Day 11 ~ Questions ~ 30 Days of Submission

5 Sep

Do you include service as a part of your expectations of your submission?  If not, what is it about the concept of service that is not for you?

Yes, absolutely, i do include service as an expectation.

How do you define service?

Hmmmm.  In the context of submission and my relationship, i define it as anything i do that is specifically for the purpose of pleasing Him or making His life easier or more enjoyable.

What does it mean to you?

i don’t even know how to answer this.  It’s like if someone asked me to explain what reading means to me. How do you explain that?  It’s intrinsic to who i am.

Ok, that’s not to say that i’m the kind of submissive who’s always taking care of everybody.  i’m not.  i’m not the first to jump up and offer to get refills for people’s drinks.  Not the first to start clearing the table.  i don’t typically spend hours listening to someone’s problems in social settings.  Don’t feel the need to find folks a job or lend them money.

And i am not big on self-sacrifice.  i think it’s generally a set-up for the drama triangle, which i prefer to stay off of.  Martyrdom is not my style.  

i think Sir enjoys the small services i offer Him ~ that is the point, after all.  But i think He appreciates my ability to write, to be a good listener, to be open and welcoming, my insight in  understanding people ~ those kinds of things ~ as much as my ability to fix His coffee just the way He likes it.

That doesn’t mean i’m a rescuer.  i believe i need to take care of my self, develop who i am, learn and grow.  i believe if i don’t take care of myself, i can’t take care of anyone else.  i believe if i “bend over backwards” for someone, i will probably just hurt my back.

i try to set an example, to role model self-care.  That does mean if i offer to do something, i probably want to do it, or think it’s a good idea.  You don’t have to worry about taking advantage of me.

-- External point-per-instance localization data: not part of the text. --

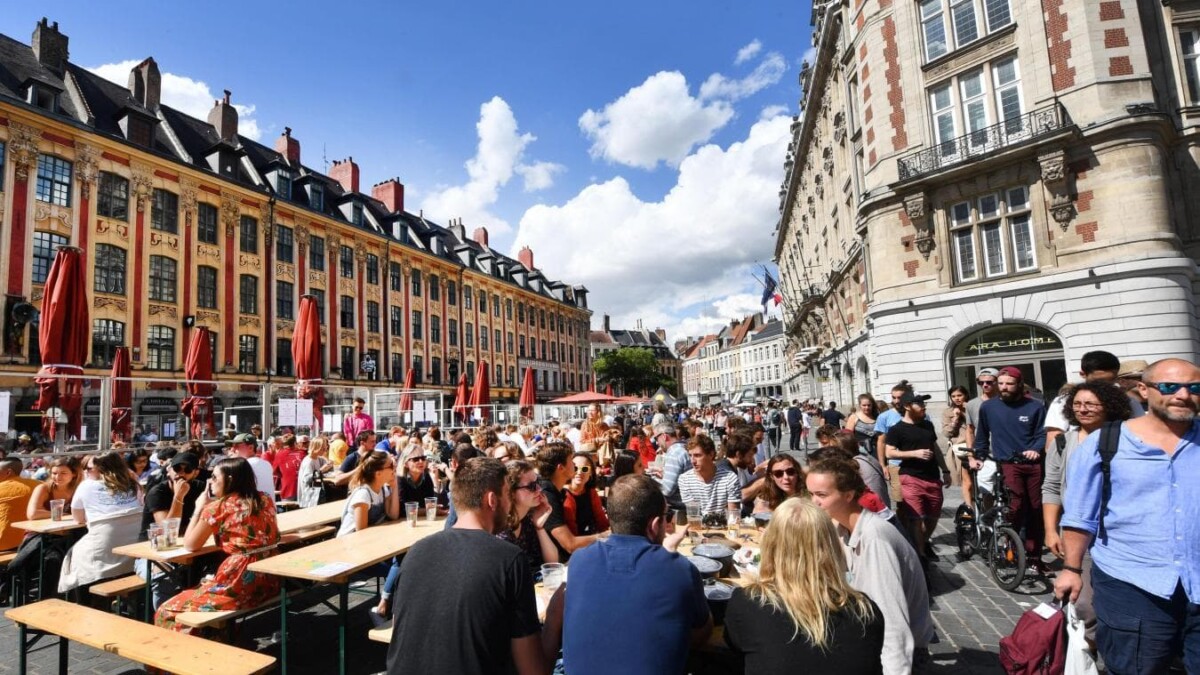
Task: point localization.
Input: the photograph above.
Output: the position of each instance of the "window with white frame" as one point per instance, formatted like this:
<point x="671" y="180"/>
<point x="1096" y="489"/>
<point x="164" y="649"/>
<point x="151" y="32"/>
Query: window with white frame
<point x="1189" y="43"/>
<point x="967" y="105"/>
<point x="993" y="236"/>
<point x="949" y="24"/>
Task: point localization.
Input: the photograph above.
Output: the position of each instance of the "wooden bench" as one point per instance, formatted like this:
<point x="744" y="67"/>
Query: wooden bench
<point x="135" y="640"/>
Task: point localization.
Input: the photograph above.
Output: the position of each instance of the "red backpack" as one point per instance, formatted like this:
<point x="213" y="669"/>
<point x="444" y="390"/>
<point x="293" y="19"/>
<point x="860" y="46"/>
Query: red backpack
<point x="1037" y="646"/>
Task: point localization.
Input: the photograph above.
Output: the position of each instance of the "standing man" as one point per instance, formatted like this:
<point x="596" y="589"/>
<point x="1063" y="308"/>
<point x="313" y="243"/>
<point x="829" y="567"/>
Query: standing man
<point x="795" y="424"/>
<point x="358" y="420"/>
<point x="923" y="471"/>
<point x="1143" y="525"/>
<point x="245" y="446"/>
<point x="634" y="590"/>
<point x="480" y="616"/>
<point x="1012" y="431"/>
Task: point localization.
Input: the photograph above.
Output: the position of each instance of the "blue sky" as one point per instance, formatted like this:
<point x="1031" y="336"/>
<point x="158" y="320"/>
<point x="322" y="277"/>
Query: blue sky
<point x="637" y="148"/>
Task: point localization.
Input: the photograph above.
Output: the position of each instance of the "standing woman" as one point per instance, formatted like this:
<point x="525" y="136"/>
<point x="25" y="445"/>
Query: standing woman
<point x="801" y="609"/>
<point x="527" y="517"/>
<point x="954" y="430"/>
<point x="312" y="470"/>
<point x="581" y="505"/>
<point x="862" y="423"/>
<point x="243" y="521"/>
<point x="785" y="479"/>
<point x="109" y="503"/>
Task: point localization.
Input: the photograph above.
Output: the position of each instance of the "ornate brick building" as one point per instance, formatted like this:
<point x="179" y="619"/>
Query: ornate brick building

But for me ~ and it’s difficult for me to say this, because it’s sounds like i have a grandiose sense of self ~ but for me, it’s important to figure out how i’m supposed to use those skills in a way that’s of service to people around me.  Not just Sir, but other people.  

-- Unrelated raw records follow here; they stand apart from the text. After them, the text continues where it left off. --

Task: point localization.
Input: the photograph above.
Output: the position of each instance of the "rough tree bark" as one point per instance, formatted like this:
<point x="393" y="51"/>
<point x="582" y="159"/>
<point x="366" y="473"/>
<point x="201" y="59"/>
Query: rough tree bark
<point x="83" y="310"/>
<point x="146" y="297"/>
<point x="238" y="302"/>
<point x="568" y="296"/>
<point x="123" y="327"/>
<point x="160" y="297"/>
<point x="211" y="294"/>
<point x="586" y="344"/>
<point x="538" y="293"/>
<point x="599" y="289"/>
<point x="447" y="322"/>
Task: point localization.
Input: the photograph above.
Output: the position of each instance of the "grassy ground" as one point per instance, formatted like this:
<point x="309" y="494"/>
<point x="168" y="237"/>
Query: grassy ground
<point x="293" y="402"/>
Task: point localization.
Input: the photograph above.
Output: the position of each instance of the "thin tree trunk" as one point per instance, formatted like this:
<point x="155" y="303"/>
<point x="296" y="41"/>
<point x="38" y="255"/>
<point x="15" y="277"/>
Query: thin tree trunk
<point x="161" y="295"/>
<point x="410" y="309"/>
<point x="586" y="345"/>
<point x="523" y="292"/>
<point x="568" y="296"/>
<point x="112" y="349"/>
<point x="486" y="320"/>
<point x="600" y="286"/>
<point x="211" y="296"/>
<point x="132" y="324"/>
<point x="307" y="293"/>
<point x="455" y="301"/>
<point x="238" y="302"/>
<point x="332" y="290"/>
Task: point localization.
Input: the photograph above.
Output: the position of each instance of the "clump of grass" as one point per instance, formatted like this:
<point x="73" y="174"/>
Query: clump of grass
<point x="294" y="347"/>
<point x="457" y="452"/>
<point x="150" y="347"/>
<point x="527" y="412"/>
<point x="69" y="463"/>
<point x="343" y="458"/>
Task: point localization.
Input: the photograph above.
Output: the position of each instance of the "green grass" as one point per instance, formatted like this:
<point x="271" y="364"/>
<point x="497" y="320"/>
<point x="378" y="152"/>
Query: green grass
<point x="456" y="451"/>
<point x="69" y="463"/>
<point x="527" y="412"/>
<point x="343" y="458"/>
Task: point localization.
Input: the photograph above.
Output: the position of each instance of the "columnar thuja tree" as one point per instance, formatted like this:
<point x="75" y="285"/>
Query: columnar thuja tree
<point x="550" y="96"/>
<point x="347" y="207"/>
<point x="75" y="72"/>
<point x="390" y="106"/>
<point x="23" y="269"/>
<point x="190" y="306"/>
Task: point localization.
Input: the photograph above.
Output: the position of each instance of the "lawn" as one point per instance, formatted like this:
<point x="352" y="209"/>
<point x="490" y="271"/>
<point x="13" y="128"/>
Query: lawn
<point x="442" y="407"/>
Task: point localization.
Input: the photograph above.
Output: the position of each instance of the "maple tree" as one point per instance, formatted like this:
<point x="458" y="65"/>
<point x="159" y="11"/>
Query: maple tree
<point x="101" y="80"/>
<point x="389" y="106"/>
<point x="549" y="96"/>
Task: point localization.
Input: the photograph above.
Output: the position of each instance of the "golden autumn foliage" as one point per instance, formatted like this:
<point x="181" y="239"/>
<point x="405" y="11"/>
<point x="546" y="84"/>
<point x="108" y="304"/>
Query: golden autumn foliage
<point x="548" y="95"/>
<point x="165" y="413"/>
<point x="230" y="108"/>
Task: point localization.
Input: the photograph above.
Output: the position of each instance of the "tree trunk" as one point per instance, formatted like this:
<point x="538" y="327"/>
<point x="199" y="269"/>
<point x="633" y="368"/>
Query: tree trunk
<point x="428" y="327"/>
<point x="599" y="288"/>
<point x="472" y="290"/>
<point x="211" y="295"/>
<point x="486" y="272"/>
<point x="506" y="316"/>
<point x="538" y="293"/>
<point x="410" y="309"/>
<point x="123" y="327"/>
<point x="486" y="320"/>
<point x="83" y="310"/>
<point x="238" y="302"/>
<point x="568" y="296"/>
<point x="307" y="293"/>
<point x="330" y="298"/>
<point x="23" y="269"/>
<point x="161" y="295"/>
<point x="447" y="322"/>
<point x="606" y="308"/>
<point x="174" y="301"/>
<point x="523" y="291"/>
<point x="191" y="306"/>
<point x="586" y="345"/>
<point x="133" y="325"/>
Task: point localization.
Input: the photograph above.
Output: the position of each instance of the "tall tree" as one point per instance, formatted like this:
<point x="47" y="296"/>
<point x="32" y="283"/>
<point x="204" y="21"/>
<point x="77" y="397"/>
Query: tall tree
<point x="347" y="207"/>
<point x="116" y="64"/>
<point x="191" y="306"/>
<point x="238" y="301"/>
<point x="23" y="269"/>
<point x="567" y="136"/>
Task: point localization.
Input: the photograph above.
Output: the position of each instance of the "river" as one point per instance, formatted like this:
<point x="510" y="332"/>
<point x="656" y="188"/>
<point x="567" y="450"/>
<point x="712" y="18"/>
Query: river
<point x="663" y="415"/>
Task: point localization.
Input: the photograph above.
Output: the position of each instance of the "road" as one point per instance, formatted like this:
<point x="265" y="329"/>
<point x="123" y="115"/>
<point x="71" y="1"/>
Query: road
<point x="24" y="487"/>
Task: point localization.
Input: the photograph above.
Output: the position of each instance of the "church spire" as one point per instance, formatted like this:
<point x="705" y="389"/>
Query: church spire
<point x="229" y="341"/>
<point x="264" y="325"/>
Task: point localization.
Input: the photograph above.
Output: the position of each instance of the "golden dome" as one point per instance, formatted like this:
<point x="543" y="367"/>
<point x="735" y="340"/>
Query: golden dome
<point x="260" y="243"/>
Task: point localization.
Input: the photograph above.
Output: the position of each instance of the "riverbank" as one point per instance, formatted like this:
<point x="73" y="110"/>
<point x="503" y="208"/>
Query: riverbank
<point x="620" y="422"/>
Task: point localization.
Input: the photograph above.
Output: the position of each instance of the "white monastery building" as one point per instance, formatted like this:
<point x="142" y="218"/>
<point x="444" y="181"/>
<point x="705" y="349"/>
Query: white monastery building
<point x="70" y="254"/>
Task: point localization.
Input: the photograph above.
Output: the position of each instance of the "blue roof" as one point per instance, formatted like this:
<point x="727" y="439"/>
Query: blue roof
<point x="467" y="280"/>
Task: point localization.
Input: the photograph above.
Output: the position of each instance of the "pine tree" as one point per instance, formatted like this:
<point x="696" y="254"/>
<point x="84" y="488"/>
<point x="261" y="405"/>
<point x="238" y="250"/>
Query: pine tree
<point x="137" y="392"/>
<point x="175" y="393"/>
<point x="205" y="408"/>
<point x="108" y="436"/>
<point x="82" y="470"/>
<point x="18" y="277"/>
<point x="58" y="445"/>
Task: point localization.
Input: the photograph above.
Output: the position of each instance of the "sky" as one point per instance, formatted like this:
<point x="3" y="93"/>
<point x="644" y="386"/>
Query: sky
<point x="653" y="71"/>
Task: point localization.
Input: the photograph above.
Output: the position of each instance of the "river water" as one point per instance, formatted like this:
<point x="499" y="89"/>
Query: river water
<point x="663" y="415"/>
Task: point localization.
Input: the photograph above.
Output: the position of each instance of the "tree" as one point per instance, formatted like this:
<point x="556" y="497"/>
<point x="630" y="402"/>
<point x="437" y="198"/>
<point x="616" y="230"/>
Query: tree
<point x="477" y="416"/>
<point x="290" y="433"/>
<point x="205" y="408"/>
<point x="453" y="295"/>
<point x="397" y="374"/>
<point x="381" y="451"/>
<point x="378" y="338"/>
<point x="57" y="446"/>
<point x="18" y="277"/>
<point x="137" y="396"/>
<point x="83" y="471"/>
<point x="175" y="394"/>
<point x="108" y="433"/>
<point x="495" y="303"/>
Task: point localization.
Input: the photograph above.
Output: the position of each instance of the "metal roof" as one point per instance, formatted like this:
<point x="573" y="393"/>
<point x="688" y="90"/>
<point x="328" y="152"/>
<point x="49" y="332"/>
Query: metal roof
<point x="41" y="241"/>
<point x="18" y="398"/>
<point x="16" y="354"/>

Obviously, as a therapist, and as a supervisor, there was lots of room for that.

Now i’m looking at all kinds of changes in my life, but the questions are still the same.  What do i need to be doing, and how can i do it with love?

That’s what service means to me.  Service is doing what we do with love.

And i know i’m not alone in this.  The same is true for many of us, maybe for all of us, in some way, i think.  What do you think?

7 Responses to “Day 11 ~ Questions ~ 30 Days of Submission”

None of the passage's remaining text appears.